It’s not often that you see a pregnant woman’s water break all over her Chanel pantsuit in the middle of the farmer’s market. It’s also rare to birth a perfectly clean, wide-eyed four-month-old. And Lord knows we don’t look like Julia Roberts while they sew up our vaginas in the delivery room.
It’s fair to say that most movie clichés about pregnancy and parenting aren’t accurate. However, there have been times during this whole being-a-mom-thing where I think to myself, “Wow, this could be in a movie.”
So, I present to you the nine parenting clichés, straight from Hollywood, that absolutely happen in real life.
1. Pregnancy-induced hormonal rage. It happens to all of us. Some have one episode that she nor her husband will ever speak of again. Others may avoid this, if the husbands batten down the hatches as soon as that pregnancy test turns up positive. Regardless, at some point, we’re going to notice that you left the toilet seat up for the HUNDRETH time and we’re going to flip out about it. But, you can’t get mad. Because we’re carrying your spawn.
2. Labor insults. I told my mother to shut up. And I meant it.
3. Sleepless nights and tired days. Walking around in the dark with a crying newborn, bouncing her up and down, putting a bottle (or a boob) to her mouth, wondering exactly how out of date the whole bourbon-on-the-gums thing really is. And then never mentioning you ever had that thought. Oh yeah, that happens.
4. Comforting car ride. You’ve tried everything; music, singing, hair stroking, rocking, bouncing, feeding, burping, wardrobe changes. The baby just doesn’t want to calm down. So, at 4:30 am, you put her in her car seat and take a little ride. She’s asleep instantly and you get to listen to bad talk radio and feel bad for all of the people on the road on their way to work. But then you realize they probably get more sleep than you do on a nightly basis, and suddenly you envy them.

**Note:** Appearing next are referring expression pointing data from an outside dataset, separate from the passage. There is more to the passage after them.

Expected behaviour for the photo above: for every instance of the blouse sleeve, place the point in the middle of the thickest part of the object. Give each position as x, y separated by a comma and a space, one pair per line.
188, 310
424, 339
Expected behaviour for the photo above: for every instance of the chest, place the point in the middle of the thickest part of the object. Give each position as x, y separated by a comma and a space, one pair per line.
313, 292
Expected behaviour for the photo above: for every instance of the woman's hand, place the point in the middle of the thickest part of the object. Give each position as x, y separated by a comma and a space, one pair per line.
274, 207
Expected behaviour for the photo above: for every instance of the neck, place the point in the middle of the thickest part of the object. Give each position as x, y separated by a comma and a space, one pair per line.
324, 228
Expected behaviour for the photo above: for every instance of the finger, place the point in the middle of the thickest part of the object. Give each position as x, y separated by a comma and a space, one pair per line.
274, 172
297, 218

5. Poop. Poop everywhere. You’ve heard the saying; “diarrhea happens.” And if that isn’t exactly how the saying goes, it should be. Babies’ digestive systems are all wacky, their immune systems suck; eventually, they will have an explosive poop episode. Personally, my first major incident involved a full diaper and then a second wave on the carpet. Poop under my fingernails. Literally.
6. The tornado. You know the scene; baby is finally asleep, drooling all over her pillow and Mom is in the middle of the living room, toys scattered everywhere and laundry all over the furniture and marks on the walls. Creepy cartoons are playing in the background and her hair is sticking straight up, her mascara down her face and her glasses up on the mantel because her toddler loves to tear them off her face. If you can’t remember what movie this is from, it’s because I’m actually describing my Wednesday night.

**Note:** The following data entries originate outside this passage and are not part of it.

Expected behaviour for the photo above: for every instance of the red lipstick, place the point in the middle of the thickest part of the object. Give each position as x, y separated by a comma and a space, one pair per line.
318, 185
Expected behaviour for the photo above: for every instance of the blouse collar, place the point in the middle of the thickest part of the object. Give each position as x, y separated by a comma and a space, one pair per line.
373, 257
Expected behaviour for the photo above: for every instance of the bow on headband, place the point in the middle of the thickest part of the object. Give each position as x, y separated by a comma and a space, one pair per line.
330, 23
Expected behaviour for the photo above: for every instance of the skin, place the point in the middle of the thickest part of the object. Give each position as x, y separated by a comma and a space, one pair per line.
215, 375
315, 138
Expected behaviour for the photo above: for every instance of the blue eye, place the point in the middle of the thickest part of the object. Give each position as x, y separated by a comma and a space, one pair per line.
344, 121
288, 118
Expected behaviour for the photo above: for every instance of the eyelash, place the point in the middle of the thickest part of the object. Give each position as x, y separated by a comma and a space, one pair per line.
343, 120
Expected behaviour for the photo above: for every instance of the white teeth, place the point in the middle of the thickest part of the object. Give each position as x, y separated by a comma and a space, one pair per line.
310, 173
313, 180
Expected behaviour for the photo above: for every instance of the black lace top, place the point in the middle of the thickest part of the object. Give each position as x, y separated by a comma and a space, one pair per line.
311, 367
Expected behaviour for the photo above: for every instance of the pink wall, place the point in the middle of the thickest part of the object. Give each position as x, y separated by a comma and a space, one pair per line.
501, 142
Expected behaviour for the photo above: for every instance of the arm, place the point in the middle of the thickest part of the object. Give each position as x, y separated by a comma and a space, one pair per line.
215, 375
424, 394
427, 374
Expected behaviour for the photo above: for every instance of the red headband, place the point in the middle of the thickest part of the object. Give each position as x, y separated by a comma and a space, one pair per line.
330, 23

7. Early bedtime. Even if you were a complete night owl before getting pregnant, when you decide to leave baby with Grandma and have a night out with the girls, it becomes painfully obvious that staying up into the wee hours of the morning only reminds you of how much you have to get done the next day.

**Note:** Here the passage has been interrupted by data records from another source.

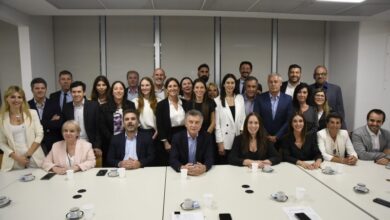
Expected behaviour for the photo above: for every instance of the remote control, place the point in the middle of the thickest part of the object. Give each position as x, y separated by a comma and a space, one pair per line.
382, 202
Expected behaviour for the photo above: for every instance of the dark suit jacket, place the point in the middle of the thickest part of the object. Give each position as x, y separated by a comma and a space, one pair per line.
334, 96
164, 126
51, 129
179, 152
237, 87
106, 121
91, 120
279, 125
117, 149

8. Small things are thrilling. My toddler can’t talk yet, but she pees in the potty. You better believe I’m going to jump up and down, clap and make up a song about the whole ordeal.
9. That moment. If you’re a mom, you know the moment I’m talking about. Sometimes, it hits you when she’s sleeping soundly on your chest. Or when she looks at you from her highchair and smiles for no reason. Or when you’re walking down the street and she reaches up for your finger. That moment.
Life isn’t always like the movies, but if it were, mine would break the box office.